Awning Care and Maintenance
Please follow these awning care and maintenance instructions to keep your new awning in good working order.
- Retractable awnings should be rolled up if high winds or storms are anticipated and under no circumstances should water be allowed to pool on the awning. Folding arm awnings are designed to be used as a sun shelter in calm conditions.
- No other objects should be attached to, or hung from the awning as damage may occur.
- The powder coated metal components and profiles of your awning should be cleaned twice annually or more regularly in coastal environments. Wash in tepid mild soapy water (preferably biodegradable) and rinse off. Build up of dirt and salt on these surfaces reduces the life of the powder coating.
- Lubricate moving components annually with light oil (SAE30 or similar) and apply sparingly. Avoid getting it on the fabric of the awning as it may stain.
- Roll up only when clean and dry (if rolled up wet e.g. due to approaching storm, the awning should be extended and allowed to dry in the sun at the first opportunity).
- To remove dirt from the fabric, brush dry fabric with a soft brush (an occasional hosing may remove dust and some ingrained dirt).
- Never scrub the fabric.
- Immediately remove deposits of organic matter (such as soil, grass cuttings, leaf litter, bird droppings, vehicle exhaust), some leaf species can cause stains if wet, remove leaves before rolling up awning.
- Remove any mildew, as it appears, by first brushing, treating with diluted chlorine bleach (typically 1part White King to 4 parts water to achieve 1% available chlorine) and allowing it to dry in full sun, then hose off well to remove any residue. Do not use strong bleaches such as pool chlorine.

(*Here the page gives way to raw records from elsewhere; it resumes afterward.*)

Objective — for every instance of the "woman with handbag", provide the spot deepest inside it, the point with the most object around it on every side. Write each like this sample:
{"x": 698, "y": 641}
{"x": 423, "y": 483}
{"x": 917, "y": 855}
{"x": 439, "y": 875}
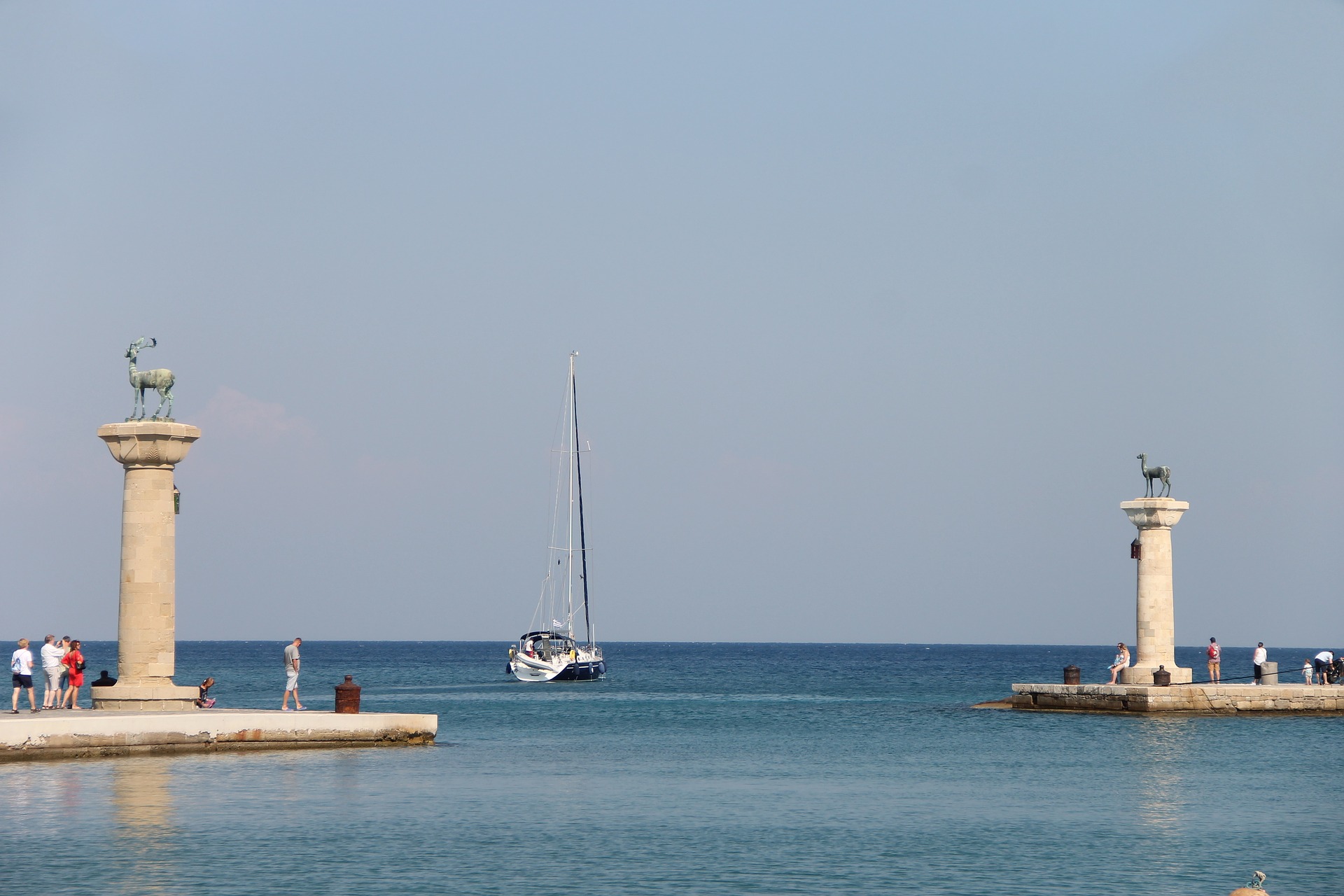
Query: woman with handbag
{"x": 74, "y": 664}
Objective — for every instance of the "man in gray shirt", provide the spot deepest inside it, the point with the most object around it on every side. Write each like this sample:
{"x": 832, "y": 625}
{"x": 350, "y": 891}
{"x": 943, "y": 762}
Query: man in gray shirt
{"x": 292, "y": 675}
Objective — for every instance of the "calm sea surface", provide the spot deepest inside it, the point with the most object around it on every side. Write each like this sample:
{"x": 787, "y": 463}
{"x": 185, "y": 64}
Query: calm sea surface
{"x": 696, "y": 769}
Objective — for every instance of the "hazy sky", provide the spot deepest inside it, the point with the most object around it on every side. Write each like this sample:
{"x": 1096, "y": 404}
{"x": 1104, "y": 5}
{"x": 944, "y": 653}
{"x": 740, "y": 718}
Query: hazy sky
{"x": 875, "y": 307}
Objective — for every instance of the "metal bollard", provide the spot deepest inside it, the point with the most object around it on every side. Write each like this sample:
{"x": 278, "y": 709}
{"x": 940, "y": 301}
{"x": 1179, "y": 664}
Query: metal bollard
{"x": 347, "y": 696}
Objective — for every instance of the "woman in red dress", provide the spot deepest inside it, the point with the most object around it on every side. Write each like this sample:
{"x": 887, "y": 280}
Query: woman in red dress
{"x": 73, "y": 662}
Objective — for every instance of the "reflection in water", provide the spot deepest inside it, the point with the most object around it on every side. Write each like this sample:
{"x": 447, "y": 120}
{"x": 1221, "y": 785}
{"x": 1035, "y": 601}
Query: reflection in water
{"x": 1161, "y": 746}
{"x": 143, "y": 814}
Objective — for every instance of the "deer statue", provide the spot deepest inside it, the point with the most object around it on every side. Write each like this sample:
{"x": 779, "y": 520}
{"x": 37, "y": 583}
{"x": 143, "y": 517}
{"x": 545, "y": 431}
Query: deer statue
{"x": 159, "y": 381}
{"x": 1151, "y": 473}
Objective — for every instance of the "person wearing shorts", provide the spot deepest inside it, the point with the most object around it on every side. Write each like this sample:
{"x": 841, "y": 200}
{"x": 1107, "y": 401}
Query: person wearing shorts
{"x": 292, "y": 675}
{"x": 1259, "y": 660}
{"x": 20, "y": 664}
{"x": 51, "y": 672}
{"x": 1323, "y": 664}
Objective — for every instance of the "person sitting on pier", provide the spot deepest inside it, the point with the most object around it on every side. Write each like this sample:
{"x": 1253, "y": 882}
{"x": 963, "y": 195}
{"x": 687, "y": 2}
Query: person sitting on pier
{"x": 1121, "y": 662}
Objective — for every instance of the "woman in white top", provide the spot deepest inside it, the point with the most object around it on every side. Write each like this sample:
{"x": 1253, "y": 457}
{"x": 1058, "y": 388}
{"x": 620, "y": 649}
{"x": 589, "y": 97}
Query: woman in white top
{"x": 1121, "y": 662}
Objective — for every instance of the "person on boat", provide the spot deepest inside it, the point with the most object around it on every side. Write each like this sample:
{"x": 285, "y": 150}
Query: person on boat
{"x": 1120, "y": 663}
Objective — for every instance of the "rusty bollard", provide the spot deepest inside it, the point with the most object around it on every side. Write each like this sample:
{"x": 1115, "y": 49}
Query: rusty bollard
{"x": 347, "y": 696}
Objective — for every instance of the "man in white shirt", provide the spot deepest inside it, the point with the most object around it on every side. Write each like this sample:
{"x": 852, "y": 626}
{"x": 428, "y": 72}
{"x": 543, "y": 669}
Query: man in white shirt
{"x": 292, "y": 675}
{"x": 51, "y": 671}
{"x": 20, "y": 664}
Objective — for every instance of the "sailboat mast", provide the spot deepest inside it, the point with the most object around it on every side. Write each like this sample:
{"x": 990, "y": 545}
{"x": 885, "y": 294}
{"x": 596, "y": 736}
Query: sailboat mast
{"x": 569, "y": 524}
{"x": 578, "y": 473}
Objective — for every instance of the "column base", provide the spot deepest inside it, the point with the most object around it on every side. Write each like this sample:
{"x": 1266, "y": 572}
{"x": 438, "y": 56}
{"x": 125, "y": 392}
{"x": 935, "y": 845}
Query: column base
{"x": 1144, "y": 675}
{"x": 146, "y": 697}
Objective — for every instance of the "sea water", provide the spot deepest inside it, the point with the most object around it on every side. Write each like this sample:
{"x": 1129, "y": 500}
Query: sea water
{"x": 696, "y": 769}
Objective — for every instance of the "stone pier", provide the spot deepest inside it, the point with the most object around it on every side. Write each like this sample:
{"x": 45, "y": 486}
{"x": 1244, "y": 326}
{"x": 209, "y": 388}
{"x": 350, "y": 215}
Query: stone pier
{"x": 1155, "y": 643}
{"x": 147, "y": 617}
{"x": 1209, "y": 699}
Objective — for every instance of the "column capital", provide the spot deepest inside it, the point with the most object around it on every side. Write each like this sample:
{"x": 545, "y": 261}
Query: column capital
{"x": 1155, "y": 514}
{"x": 148, "y": 444}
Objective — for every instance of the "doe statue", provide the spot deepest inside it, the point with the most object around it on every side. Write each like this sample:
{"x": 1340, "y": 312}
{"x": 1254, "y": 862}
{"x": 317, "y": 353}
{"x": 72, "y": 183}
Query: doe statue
{"x": 1151, "y": 473}
{"x": 159, "y": 381}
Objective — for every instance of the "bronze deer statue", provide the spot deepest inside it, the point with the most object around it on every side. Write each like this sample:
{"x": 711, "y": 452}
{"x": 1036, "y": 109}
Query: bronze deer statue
{"x": 159, "y": 381}
{"x": 1151, "y": 473}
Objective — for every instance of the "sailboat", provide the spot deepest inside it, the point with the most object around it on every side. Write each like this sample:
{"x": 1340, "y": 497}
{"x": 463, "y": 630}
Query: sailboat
{"x": 549, "y": 650}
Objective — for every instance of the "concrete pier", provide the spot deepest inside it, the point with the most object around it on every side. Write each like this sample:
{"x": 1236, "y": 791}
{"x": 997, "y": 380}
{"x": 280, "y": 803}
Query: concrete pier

- Do not use soaps, detergents, solvents or other liquid cleansers on the fabric.
- Scotchguard brand Fabric Protector or approved wax based canvas treatments containing mildew inhibitors may be used in accordance with the manufacturers instructions.
- If your awning has a wind sensor, check at least twice a year to ensure the sensor paddle can rotate freely and is not encumbered by spider webs or vegetation etc. Electronic controls such as wind sensors are a valuable safeguard but will not guarantee protection in all circumstances.